While it is not the sole culprit, voices both inside and outside the Pentagon concede the mandatory budget cuts imposed in 2013 by sequestration caused significant damage to the military’s ability to sustain and maintain its aircraft, contributing to year-over-year increases in aviation mishaps.
Eric Fanning was acting secretary of the Air Force when sequestration became law of the land. He had a first-hand look at the process the service experienced. In a recent interview with Defense News, he acknowledged the operations and maintenance accounts were disproportionately impacted by the cuts ― but said there was no other realistic option.
“When you have to cut quickly, you go to your operations and maintenance accounts,” said Fanning, now the head of the Aerospace Industries Association trade group. “That’s the place you have to go when you have to make quick cuts. That’s the money that’s available to you.”

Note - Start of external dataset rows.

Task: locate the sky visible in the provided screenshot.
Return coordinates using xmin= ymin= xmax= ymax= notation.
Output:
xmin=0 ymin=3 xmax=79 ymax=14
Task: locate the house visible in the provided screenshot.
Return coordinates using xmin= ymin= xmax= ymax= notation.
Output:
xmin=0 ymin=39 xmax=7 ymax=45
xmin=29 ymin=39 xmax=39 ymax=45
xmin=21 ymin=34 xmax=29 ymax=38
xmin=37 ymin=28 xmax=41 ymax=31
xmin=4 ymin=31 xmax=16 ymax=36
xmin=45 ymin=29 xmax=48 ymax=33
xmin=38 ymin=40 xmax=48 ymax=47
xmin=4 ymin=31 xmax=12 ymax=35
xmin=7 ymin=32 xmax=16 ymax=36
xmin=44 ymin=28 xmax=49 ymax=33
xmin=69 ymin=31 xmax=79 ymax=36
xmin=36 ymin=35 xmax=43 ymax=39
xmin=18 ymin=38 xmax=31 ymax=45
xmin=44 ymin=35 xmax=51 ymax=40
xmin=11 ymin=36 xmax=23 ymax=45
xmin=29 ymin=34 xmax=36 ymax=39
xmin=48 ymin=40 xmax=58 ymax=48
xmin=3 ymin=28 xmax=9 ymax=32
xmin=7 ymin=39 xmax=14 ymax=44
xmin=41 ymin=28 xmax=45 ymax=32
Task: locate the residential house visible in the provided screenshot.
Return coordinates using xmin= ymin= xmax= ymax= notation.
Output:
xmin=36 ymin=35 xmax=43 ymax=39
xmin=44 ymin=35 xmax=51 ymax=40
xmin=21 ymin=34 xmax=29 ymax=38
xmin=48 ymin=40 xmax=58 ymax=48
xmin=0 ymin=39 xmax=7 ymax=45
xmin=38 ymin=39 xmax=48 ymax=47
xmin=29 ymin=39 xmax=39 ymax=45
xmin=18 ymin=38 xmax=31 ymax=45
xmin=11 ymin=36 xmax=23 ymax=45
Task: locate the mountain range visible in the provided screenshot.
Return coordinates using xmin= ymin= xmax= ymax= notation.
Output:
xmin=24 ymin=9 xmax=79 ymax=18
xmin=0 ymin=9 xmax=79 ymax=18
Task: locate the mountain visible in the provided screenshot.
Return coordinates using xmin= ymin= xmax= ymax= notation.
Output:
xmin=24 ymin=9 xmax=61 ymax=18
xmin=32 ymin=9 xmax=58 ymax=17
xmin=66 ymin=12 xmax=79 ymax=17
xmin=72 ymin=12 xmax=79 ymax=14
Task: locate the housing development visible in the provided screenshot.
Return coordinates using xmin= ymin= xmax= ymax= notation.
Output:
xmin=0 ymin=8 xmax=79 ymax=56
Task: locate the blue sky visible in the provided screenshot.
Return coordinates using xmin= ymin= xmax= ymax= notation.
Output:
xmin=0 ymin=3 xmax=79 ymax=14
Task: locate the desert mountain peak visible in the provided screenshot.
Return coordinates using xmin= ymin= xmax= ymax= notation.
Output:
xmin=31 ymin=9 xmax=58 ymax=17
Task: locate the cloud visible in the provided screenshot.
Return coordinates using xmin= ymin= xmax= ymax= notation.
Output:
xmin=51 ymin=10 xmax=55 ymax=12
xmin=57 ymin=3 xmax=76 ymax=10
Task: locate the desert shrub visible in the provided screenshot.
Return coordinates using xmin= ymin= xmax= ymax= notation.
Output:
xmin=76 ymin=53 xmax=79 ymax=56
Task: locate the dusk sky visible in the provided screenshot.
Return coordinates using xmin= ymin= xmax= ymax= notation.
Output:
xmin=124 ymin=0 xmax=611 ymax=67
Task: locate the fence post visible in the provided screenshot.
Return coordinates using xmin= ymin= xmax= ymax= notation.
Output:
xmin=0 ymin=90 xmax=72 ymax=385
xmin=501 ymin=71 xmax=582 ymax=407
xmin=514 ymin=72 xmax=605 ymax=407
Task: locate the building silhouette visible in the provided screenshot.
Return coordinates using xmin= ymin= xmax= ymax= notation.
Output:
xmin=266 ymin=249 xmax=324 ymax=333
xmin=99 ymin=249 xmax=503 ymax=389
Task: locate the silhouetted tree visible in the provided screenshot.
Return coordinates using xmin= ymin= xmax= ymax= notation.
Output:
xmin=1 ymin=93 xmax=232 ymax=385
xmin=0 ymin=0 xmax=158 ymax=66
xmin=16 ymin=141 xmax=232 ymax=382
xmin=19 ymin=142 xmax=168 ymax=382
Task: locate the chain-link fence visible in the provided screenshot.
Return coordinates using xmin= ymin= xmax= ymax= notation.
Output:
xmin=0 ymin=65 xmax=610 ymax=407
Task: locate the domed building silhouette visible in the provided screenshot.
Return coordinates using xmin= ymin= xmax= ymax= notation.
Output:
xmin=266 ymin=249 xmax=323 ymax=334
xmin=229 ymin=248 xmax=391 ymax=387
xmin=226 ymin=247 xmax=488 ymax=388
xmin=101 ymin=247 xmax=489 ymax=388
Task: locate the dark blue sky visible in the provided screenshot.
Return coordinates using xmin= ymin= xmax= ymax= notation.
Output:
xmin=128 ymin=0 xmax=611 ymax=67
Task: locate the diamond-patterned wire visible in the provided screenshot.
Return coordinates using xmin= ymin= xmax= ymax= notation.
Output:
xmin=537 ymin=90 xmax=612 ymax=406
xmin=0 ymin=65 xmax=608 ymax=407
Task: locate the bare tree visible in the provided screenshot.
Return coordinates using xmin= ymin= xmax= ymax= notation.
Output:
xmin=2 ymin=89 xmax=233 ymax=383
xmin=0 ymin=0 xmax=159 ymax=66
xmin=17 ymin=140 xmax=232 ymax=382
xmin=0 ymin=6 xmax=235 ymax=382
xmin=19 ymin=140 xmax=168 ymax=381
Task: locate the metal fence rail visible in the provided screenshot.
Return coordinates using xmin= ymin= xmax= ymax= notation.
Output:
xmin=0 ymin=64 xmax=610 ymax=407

Overall, Air Force mishaps rose 16 percent between 2013 and 2017. Across the military, accidents involving all of the Defense Department’s warplanes — manned fighter, bomber, helicopter, tiltrotor and cargo aircraft — rose nearly 40 percent during that time.
To make matters worse, the building was under strict orders not to plan for sequestration, even as it inched closer, a political decision intended to put pressure on Congress to make a deal that resulted in the military having to scramble to find immediate savings.
“In hindsight I think everybody would say we would have liked to have done that differently,” Fanning now says. “So we were caught unprepared in some ways.”
As a result, service leaders had to quickly gather and make decisions about what could be cut. With the fiscal year already half over, cutting acquisition projects already underway was unrealistic, leaving few options for where to find savings.It won’t be until a plane literally falls out of the sky that people are going to realize what’s going on.
“What we did in the Air Force, you pulled together the very senior leadership. You literally put the Air Force budget in sort of visual representation on a wall and started to have a conversation about what can we do without, what can we cancel, what can we push out two, three, five years,” Fanning explained.
Those programs that could be pushed were generally modernization efforts that had already been delayed, meaning older airframes would have to fly longer and stretched further ― at the same time that maintenance budgets are being cut and experienced maintainers are being offered early retirement.
However, Fanning stressed that the current aviation crisis was not just related to sequestration. It was the mix of budget cuts and ongoing operational requirements, which only increased with the launch of the mission against the Islamic State group in late 2014.
“If you want to cut the budget to the military, you’ve got to think about what you’re going to ask the military to stop doing,” he noted. “To try and keep the military the size that it is on the tempo that it is and cut the budget, something is going to give eventually.”
While there is now consensus around the impact of sequestration on the military’s readiness, it was difficult for the Air Force to sell that message at the time.
“I felt like we were sounding a little bit like Chicken Little and it wasn’t having an impact, and I’m like: You know what? It won’t be until a plane literally falls out of the sky that people are going to realize what’s going on,” Fanning said.
“And I think you’re starting now to see the aggregate cumulative effect of that.”